There was no standard Nuffield approach to teaching science, and three separate teams of teachers—for biology, chemistry, and physics—worked largely independently. Professional scientists were available to help the teams, and a large number of schools across the country took part in trials and in adopting the new Nuffield curriculum. Each of the three groups produced a set of textbooks for students, along with a companion series of teachers’ guides, which I found particularly useful.

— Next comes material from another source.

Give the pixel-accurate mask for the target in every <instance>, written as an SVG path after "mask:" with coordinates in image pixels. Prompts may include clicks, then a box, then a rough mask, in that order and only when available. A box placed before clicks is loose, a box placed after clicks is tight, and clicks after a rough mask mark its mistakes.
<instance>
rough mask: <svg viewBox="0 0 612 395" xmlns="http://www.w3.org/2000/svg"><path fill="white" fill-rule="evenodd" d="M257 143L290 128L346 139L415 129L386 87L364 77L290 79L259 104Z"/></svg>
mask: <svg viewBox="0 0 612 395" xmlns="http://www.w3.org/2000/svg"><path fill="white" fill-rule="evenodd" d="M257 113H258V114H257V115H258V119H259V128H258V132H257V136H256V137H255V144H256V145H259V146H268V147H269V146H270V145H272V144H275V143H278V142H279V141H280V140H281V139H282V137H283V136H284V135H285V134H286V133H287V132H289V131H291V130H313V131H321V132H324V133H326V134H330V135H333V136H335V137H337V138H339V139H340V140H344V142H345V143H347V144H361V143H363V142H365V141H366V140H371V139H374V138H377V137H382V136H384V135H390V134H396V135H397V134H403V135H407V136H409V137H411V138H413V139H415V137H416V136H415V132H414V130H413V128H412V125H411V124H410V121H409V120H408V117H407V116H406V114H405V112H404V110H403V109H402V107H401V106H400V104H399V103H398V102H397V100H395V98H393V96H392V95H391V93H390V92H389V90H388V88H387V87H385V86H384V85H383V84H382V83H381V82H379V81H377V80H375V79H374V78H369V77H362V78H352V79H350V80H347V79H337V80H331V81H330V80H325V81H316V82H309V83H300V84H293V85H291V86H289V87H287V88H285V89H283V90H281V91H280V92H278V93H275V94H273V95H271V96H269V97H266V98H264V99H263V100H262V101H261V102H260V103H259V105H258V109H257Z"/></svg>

The first Nuffield biology class I taught (equivalent to grade 7) began with a unit on bacteria and disease. This introduced the students, and me, to Louis Pasteur (1822–1895) and his classic experiment showing that bacteria existed everywhere in the world, floating in the air. Back in Pasteur's time, there were two competing ideas to explain what caused things to spoil, like milk souring, meat rotting, and wine turning to vinegar. According to some, this happened spontaneously when harmful microbes suddenly appeared where there had been no microbes before. These minute organisms had already been seen by studying droplets of water beneath the primitive microscopes then available.1 This process, called spontaneous generation, was also thought to be the cause of infectious diseases, like cholera and typhoid, which were rampant in the overcrowded and unsanitary towns of the day. Other people, Pasteur included, believed that these harmful beings—now referred to as bacteria—floated in the air, along with dust particles. This idea was called the germ theory.